Criminal Defense

What You Should Know About Criminal Defense

criminal defenseToday we’ll talk about criminal defense and the attorneys that represent defendants. Once you have been accused of a crime you will have to appear in court and establish a plead. As a defendant, you are the individual accused of the crime, and both the defendant and the attorney have to collaborate and come up with the defense. A criminal defense is a strategic argument that attempts to decline the chance of prosecution. The prosecution is the part of the system that is trying to prove you guilty of a crime.

Some criminal defense attempts are stricken down quickly and are proven to be false. The first type of defense that we will talk about is an affirmative defense, which requires the defendant along with the attorney to produce evidence that supports the defense. The defense you choose to utilize depends on the crime you are accused of, as well as what evidence you have to back up the defense you are going with.

The next form of defense is the insanity defense, which has been made popular due to its frequent rate of success. The insanity defense essentially says that the individual accused of the crime is not mentally competent enough to know that their actions were wrong. Using the insanity defense during a court case is risky. Clear evidence must be provided to support the fact that the defendant suffers from a mental disorder, and suffered from this disorder at the time of the crime. The last type of defense is coercion and duress. Coercion and duress is a criminal defense that basically states that someone forced you to make an unlawful action or to commit the crime you are undergoing trial for. For this defense to be viable, you will also need sufficient evidence showing that you had no say in the crime you committed.

In conclusion, there are many different forms of criminal defenses that can be used in a court hearing. Other types of criminal defenses include self-defense, consent, and the statute of limitations. All of these types of criminal defenses are subject to the amount of evidence you can bring to the case. For more information on criminal defense, we suggest venturing online and completing a little research to better your knowledge on the laws in your area. Having a vast amount of knowledge can help you should you ever need to use a form of defense.

What to do if you’re charged with a Crime in Alaska

criminal defense law

Without laws there would be chaos. But as our world is not perfect, neither are our laws. Sometimes a person is accused for breaking the law, but that person is not as guilty as he seems to be – he simply didn’t have a choice. Here’s which defenses you can use if you’re charged under those circumstances.

Defense of Necessity

The defendant can raise this defense if he alleges that his acts were done under “exceptional circumstances”. This means that the defendant had no other choice, but to act against the law. There is a general set of criteria by which courts consider would that defense be viable. Some of them include the claim that the act was committed to avoid an unlawful act of greater number of casualties or damage, or if the act was committed in a situation where no legal solution was possible.

Defense of Duress

This defense is used when the defendant claims that the act committed under compulsion by another person, where the accused was threatened with physical punishment for noncompliance. Threats could have been made to both the accused or someone the accused is close with, such as family members or friends. The defense is mostly used if the threats wore much greater casualties than the committed unlawful act. For an example, someone threatened that he’ll kill one of your friends if you don’t rob a jewelry store.

Self Defense

Used mostly in cases of physical assault or murder. The defendant alleges that he committed the unlawful act to defend himself. If the case is about homicide, the authorities must investigate if the aggressor would have killed the defendant if the defendant didn’t use force. However, in most courts, the act of self defense needs to be nothing more than warding off the aggressor.

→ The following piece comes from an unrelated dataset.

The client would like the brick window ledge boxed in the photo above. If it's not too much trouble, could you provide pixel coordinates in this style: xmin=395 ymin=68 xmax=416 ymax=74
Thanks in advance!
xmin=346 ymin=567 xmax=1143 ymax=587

“It is important to have an attorney on your side who understands the laws, the state prosecution, and the county judges. Self defense is often a futile effort and seeking the aid of a public defender will often result in a much longer sentence and harsher charges” – Dattan Law Firm Anchorage Criminal Defense Lawyer

Defense of Automatism

It’s used when defendant claims that he, or she, lacked control over his, or her, acts, and cannot be responsible for his actions because of that. That means that the accused was didn’t have control over his actions, as if the accused was deluded, provoked, incapacitated or severely mentally disabled. There are differences between insane and non-insane automatism. The authorities recognize which automatism is in question, and gives the appropriate sentence – accused is referred to a psychiatric in the case of insane automatism, while the person charged for unlawful act while being diagnosed with a non-insane automatism is given a milder sentence than if it would be if the accused was not diagnosed with a non-insane automatism.